The Department of Health and Human Services has mandated that self-pay patients and patients with non-participating (out-of-network) insurance plans must be given a notice of non-participating status, consent for treatment, and good-faith estimate of costs by the healthcare facility or provider. These documents must be provided 72 hours in advance of scheduled services. When services are scheduled less than 72 hours in advance, these documents must be provided at least 3 hours prior to the scheduled services.
Emergency services are exempt from the good-faith estimate requirement, since such services are not scheduled in advance.
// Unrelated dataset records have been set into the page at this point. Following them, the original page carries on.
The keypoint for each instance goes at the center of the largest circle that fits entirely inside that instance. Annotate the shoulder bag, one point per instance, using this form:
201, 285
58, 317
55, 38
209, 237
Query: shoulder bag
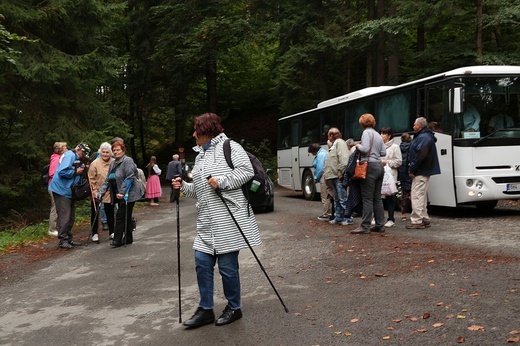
362, 166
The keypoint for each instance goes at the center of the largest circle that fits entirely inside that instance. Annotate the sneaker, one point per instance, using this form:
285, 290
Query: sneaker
65, 246
415, 226
347, 221
389, 224
324, 217
360, 230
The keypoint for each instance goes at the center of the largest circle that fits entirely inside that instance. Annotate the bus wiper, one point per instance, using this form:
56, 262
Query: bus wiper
480, 140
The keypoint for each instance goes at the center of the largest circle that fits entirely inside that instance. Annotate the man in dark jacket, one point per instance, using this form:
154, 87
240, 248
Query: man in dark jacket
424, 163
173, 171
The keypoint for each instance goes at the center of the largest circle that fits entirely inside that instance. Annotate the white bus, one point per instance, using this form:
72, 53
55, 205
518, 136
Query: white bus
480, 159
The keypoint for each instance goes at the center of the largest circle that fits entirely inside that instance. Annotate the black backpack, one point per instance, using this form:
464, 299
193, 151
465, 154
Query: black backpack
44, 175
257, 189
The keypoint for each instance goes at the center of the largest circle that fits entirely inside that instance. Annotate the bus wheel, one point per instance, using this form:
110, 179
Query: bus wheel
308, 186
486, 206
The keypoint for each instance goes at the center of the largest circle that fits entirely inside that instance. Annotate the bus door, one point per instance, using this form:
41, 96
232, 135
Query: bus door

Notice, consent, and good-faith estimates must be obtained from the participant, beneficiary, or enrollee. An authorized representative, as defined by state law, may receive notice, consent, and estimate on behalf of the participant, beneficiary, or enrollee. Once obtained, these documents must be retained by the facility or provider for a period of at least 7-years from the date of service.
If notice, consent, and estimate are not obtained in accordance with the Surprise Billing Act, the non-participating healthcare facility or provider must not bill, and must not hold liable, the participant, beneficiary, or enrollee.
If a patient feels that a non-participating facility or provider has violated any provision of the Surprise Billing Act, they may file a dispute with the Department of Health and Human Services. This includes if the healthcare facility or provider bills in excess of the good faith estimate.
The dispute resolution process must start within 120 calendar days (about 4 months) of the date on the original bill. If the agency agrees with the patient, the patient will pay the amount on the good faith estimate. If the agency agrees with the healthcare facility or provider, the patient will pay the higher fee shown on the bill. There is a $25 fee to use the dispute process.